Vanmorgen werd ik wel héél vrolijk wakker. Terwijl ik met mijn eerste beker koffie de ochtendkrant doorbladerde stuitte ik op een artikeltje over de ontdekking van een dertiende-eeuwse tekst aangaande koning Arthur, in de bibliotheek van Bristol (ND, 05.02.2019). Wat wil het geval: ten eerste loopt mijn dochter momenteel stage in Bristol. Ten tweede: ik had net een ontzettend leuk boekje over koning Arthur gelezen. Van Hubert Lampo. Gevonden op mijn rommeltochten door kringloopwinkels. Jawel. In het krantenbericht wordt verteld dat ene Michael Richardson, van de universiteit van Bristol, op zoek was naar materiaal voor zijn studenten aan de master ‘geschiedenis van het boek’. Hij vond een oud theologisch geschrift (zestiende eeuw) dat gekaft was met papier waarop allerlei bekende namen uit de Arthurromans stonden: Arthur, Merlijn, ridder Gawain. Het bleek om tot nu toe onbekende fragmenten op totaal zeven bladen te gaan. In het oud-Frans. De tekst beschrijft een veldslag bij het Zuid-Franse stadje Trèbles, in de buurt van de bekende vestingstad Carcasonne, dat een jaar geleden nog in het nieuws was vanwege een gijzelingsdrama in een supermarkt, door een geradicaliseerde ISIS-aanhanger. De fragmenten gaan onder andere over tovenaar Merlijn, die de manschappen van koning Arthur aanvuurt en naar de overwinning voert, door middel van een banier waarop een draak is afgebeeld die echt vuur spuwt. Fantastisch toch?! Wetenschappers gaan de zwaar beschadigde bladen met moderne technieken proberen leesbaar te krijgen en te publiceren. De tekst is vooral zo bijzonder omdat ze een van de bronnen moet zijn geweest voor “Le Morthe d’Arthur” van Thomas Malory, waarop vrijwel alle latere Arthurlegenden zijn gebaseerd.

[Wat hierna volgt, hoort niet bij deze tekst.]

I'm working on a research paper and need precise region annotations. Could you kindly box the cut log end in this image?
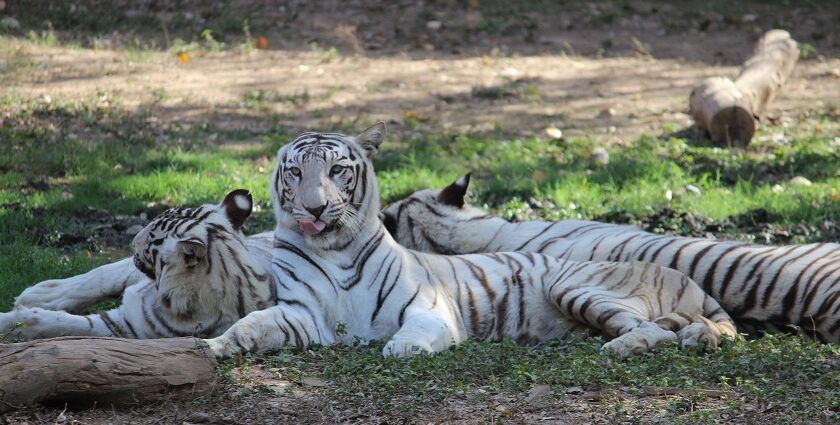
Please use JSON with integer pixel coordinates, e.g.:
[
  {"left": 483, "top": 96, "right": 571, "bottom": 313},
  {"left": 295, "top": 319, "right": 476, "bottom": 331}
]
[
  {"left": 709, "top": 106, "right": 755, "bottom": 148},
  {"left": 0, "top": 337, "right": 217, "bottom": 412},
  {"left": 689, "top": 30, "right": 799, "bottom": 147}
]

Over het zoeken naar betekenis
Waarom gaat mijn hart sneller kloppen zo gauw het om onderwerpen als Koning Arthur, de ridders van de Ronde Tafel en de Heilige Graal draait? Volgens Hubert Lampo omdat het om archetypen a là Jung gaan, die diep in onze ziel begraven liggen. Op de achterflap van het onderhavige boek: “… De Keltische verhalen over Koning Arthur en de ridders van de Tafelronde vormen een van de vitaalste mythen van de Europese cultuur. Ze hebben sinds de middeleeuwen in vrijwel alle talen van Europa tot de verbeelding van dichters en schrijvers gesproken. De queeste naar het raadselachtige wonder van de Graal is de meest treffende allegorie voor de menselijke opdracht om vanuit de gedoemde, demonische werkelijkheid een ideaal te bereiken…”. Mooier kan ik het natuurlijk niet beschrijven. Je moet niet naar geluk, je moet naar betekenis streven, zou relatietherapeut Esther Perel zeggen. Dan houd je het onder de meest benarde omstandigheden vol. Zie ook Viktor E. Frankl over “De zin van het bestaan”. Lampo benadert Koning Arthur niet als wetenschapper, maar als romancier. Zoals Shusaku Endo “Jezus”, zeg maar.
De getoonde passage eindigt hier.